Ich habe einmal einen sehr beliebten ukrainischen Fernsehmoderator gefragt: „Warum behandeln Sie in Ihren Beiträgen nur politische Themen? Ich helfe Ihnen gerne dabei, die Zuschauer auf sozialpolitische Probleme aufmerksam zu machen. Das ist näher an den Menschen…“ Die Antwort war einfach und offen: „Solche Themen aufzubereiten ist sehr schwer.

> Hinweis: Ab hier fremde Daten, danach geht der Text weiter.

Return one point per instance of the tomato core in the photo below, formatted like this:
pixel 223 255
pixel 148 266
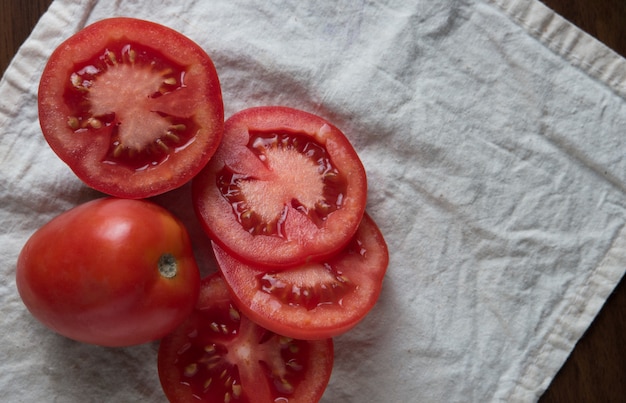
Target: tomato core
pixel 304 178
pixel 117 94
pixel 306 287
pixel 209 361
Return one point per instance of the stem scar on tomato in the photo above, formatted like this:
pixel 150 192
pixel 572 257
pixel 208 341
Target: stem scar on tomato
pixel 168 265
pixel 294 159
pixel 117 96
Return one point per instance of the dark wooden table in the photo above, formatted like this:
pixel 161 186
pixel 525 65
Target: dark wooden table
pixel 596 370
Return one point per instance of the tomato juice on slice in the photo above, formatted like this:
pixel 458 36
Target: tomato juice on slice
pixel 133 107
pixel 285 187
pixel 315 300
pixel 219 355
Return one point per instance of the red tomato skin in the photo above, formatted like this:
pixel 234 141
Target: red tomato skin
pixel 306 242
pixel 92 275
pixel 361 266
pixel 85 154
pixel 196 332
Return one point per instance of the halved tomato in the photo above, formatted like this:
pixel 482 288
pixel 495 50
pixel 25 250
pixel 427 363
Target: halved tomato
pixel 219 355
pixel 285 187
pixel 316 300
pixel 134 108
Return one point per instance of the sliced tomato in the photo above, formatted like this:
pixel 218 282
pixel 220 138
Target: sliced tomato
pixel 285 187
pixel 219 355
pixel 316 300
pixel 134 108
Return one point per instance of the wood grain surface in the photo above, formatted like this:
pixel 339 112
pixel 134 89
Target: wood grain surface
pixel 596 370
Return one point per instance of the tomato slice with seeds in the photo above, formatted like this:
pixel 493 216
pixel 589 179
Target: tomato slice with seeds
pixel 133 107
pixel 285 187
pixel 316 300
pixel 219 355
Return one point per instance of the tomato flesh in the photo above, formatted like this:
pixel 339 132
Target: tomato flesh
pixel 311 184
pixel 285 187
pixel 101 105
pixel 218 354
pixel 133 107
pixel 315 300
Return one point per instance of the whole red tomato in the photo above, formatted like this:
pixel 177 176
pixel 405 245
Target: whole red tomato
pixel 112 272
pixel 132 107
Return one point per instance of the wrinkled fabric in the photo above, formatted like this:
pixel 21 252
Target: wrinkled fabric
pixel 492 135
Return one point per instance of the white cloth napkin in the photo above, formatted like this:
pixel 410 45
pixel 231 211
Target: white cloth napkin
pixel 493 136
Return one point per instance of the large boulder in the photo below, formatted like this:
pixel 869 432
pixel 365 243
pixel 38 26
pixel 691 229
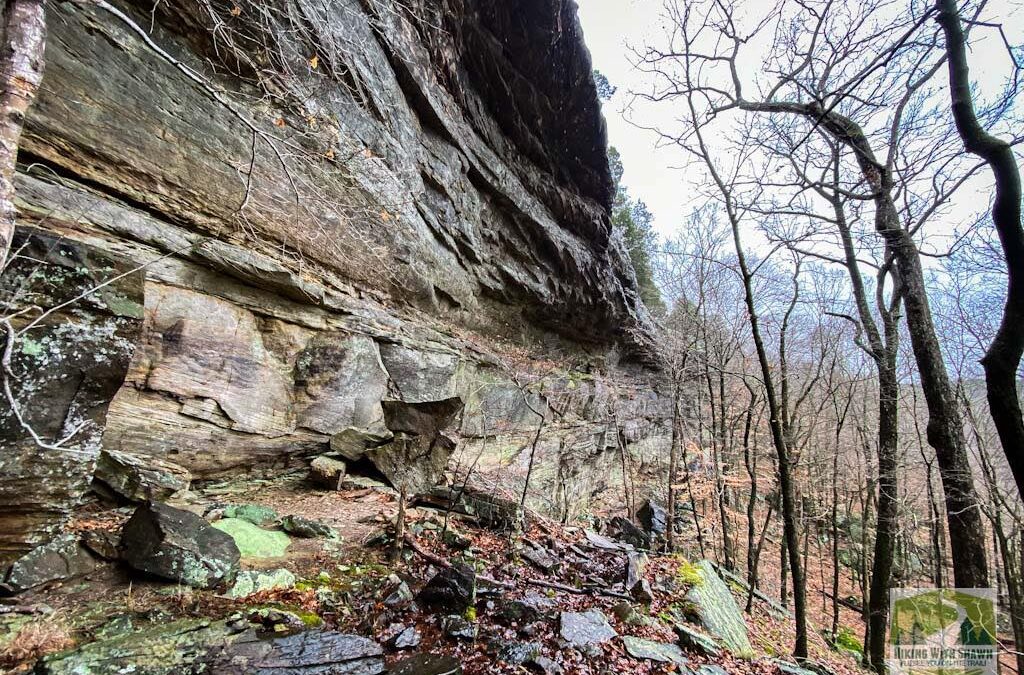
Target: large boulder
pixel 718 610
pixel 178 546
pixel 140 478
pixel 69 366
pixel 61 558
pixel 452 590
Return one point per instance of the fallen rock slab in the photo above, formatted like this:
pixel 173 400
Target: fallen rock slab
pixel 639 647
pixel 719 613
pixel 584 628
pixel 692 640
pixel 252 541
pixel 253 581
pixel 452 590
pixel 61 558
pixel 140 478
pixel 178 546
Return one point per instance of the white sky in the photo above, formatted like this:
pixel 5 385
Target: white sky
pixel 653 173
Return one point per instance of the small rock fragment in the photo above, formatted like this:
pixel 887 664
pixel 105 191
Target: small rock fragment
pixel 453 589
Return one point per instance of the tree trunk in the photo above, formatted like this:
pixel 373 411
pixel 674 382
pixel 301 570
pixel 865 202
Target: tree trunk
pixel 22 71
pixel 878 601
pixel 1003 360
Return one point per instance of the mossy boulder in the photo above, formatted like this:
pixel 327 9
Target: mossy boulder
pixel 639 647
pixel 252 541
pixel 253 581
pixel 179 546
pixel 718 612
pixel 254 513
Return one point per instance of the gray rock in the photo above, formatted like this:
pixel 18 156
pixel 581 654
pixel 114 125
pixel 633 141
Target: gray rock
pixel 515 654
pixel 639 647
pixel 309 652
pixel 539 556
pixel 140 478
pixel 712 670
pixel 636 565
pixel 407 637
pixel 628 532
pixel 61 558
pixel 427 664
pixel 164 649
pixel 452 590
pixel 692 640
pixel 719 613
pixel 102 543
pixel 603 543
pixel 583 628
pixel 787 668
pixel 70 367
pixel 178 546
pixel 304 528
pixel 327 471
pixel 254 513
pixel 459 627
pixel 352 443
pixel 545 666
pixel 653 517
pixel 516 612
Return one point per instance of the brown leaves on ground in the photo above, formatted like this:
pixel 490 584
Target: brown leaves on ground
pixel 37 638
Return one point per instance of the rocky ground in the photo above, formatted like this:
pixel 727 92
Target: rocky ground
pixel 276 577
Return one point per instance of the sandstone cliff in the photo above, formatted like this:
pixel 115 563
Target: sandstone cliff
pixel 324 206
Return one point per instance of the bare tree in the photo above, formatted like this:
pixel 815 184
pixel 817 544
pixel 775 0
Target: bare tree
pixel 1003 359
pixel 829 66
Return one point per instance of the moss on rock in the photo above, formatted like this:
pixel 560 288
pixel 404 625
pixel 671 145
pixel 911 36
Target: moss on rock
pixel 253 541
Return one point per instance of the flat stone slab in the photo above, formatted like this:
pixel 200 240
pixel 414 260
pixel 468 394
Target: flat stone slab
pixel 719 613
pixel 583 628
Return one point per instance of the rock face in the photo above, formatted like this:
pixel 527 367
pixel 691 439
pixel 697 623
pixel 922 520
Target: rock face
pixel 428 182
pixel 68 365
pixel 178 546
pixel 140 478
pixel 61 558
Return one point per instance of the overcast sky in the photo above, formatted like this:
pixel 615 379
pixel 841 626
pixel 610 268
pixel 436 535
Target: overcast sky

Ukrainische Politiker sind absolut vorhersehbar, man kann sie leicht dazu bringen, offen und offensichtlich zu lügen…“
Das ist schon lange her, gegen Ende der Herrschaft Leonid Kutschmas. Die Jahre vergingen, es erschienen pseudosoziale Programme, primitive und emotionale. Intelligente Experten traten nur selten in ihnen auf, dort wurden schmutzige Themen und schmutzige Fälle behandelt. Ich verstehe, warum das Fernsehprogramm heute mit pseudosozialen Informationen überfüllt und von allen möglichen Menschen mit übernatürlichen Fähigkeiten überbevölkert ist. Wie im alten Rom will das Volk Brot und Spiele. Aber heute, im 21. Jahrhundert nach Christi Geburt, steht es in der Ukraine immer schlechter um das Brot, deswegen will man uns mit Spielen satt machen. Die sind wenig intellektuell, grob und in der Regel abscheulich. In ihnen schwadronieren sogenannte Bürgerrechtler mit getilgten Vorstrafen über Moral und Recht.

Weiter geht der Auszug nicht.